2. Confirmation from Oslo and how it reached the press
Norway’s prime minister publicly confirmed he received a message from President Trump in reply to a short note sent by Støre (on behalf of himself and Finland’s president) urging de‑escalation and proposing a three‑way call, and Norwegian officials characterized the exchange as a text or message rather than a formal diplomatic note [1] [4] [6].
3. Where the reporting came from and who first disclosed it
PBS Newshour’s reporting — cited by Forbes and other outlets — appears to have been an early conduit for the text’s disclosure, and the document has since been published in full by some outlets and excerpted by others, while National Security Council staff reportedly circulated the letter to European ambassadors in Washington, according to reporting cited by Forbes and PBS [7].
4. International and domestic reactions to the letter
European leaders, NATO officials and members of Congress reacted with alarm and, in some cases, ridicule: Democratic lawmakers publicly denounced the letter and some European governments warned of trade and diplomatic consequences after Trump paired the demand with threatened tariffs on several European countries; at the same time Norway’s government pushed back by noting it does not itself award the Nobel Prize [8] [9] [3].
5. Key factual clarifications embedded in coverage
Coverage uniformly notes a crucial factual point the letter misstated or misattributed: the Nobel Peace Prize is awarded by an independent Norwegian Nobel Committee, not by the government of Norway, a distinction Støre and multiple outlets emphasized when responding to Trump’s complaint that “your country decided not to give me the Nobel Peace Prize” [1] [3].

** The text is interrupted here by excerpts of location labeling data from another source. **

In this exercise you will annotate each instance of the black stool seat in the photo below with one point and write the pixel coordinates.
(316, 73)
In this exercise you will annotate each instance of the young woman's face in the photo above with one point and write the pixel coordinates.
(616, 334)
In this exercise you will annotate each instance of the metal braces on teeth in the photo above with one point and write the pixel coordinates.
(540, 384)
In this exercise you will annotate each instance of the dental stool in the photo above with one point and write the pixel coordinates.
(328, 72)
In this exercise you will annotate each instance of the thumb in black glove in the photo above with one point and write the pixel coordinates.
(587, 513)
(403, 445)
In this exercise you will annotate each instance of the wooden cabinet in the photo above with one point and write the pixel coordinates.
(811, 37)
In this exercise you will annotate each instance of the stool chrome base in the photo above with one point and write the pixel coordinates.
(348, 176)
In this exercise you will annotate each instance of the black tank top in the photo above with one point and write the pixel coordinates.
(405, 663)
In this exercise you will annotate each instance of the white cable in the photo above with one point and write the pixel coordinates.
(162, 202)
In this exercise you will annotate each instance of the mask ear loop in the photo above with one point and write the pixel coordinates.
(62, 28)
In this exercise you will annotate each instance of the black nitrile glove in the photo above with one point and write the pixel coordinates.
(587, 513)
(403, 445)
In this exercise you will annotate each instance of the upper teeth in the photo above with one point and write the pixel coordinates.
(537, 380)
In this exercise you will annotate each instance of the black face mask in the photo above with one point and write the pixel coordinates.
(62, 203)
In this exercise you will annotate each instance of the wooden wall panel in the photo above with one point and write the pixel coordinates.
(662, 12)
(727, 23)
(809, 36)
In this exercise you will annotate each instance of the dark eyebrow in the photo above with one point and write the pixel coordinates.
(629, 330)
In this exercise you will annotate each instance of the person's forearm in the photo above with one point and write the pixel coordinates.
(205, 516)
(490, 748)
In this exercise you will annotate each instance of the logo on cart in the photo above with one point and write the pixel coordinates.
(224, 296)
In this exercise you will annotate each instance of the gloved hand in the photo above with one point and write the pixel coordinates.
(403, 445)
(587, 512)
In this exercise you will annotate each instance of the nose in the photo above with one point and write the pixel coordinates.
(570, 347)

6. What is reliably known and what reporting does not resolve
Reliable reporting establishes that a message containing those lines was sent and received between Trump and Støre and that the contents were widely reported and circulated to diplomats [1] [7]; reporting does not, however, determine beyond the published excerpts the internal White House deliberations that produced the message, nor does it show any formal legal step toward changing Greenland’s status — coverage focuses on the letter’s content, reception and diplomatic fallout [7] [2].
7. Stakes and the wider context
Journalists and analysts interpret the letter as more than rhetorical flourish because Trump paired the letter with threats of punitive tariffs on Denmark, Norway, the UK and other European states unless they acquiesced, raising tangible economic leverage alongside the belligerent language about sovereignty over a semi‑autonomous territory of Denmark [7] [2]; critics frame the missive as an unprecedented strain on allied relations and a diplomatic escalation whose concrete legal consequences would require far more than a presidential letter [10] [11].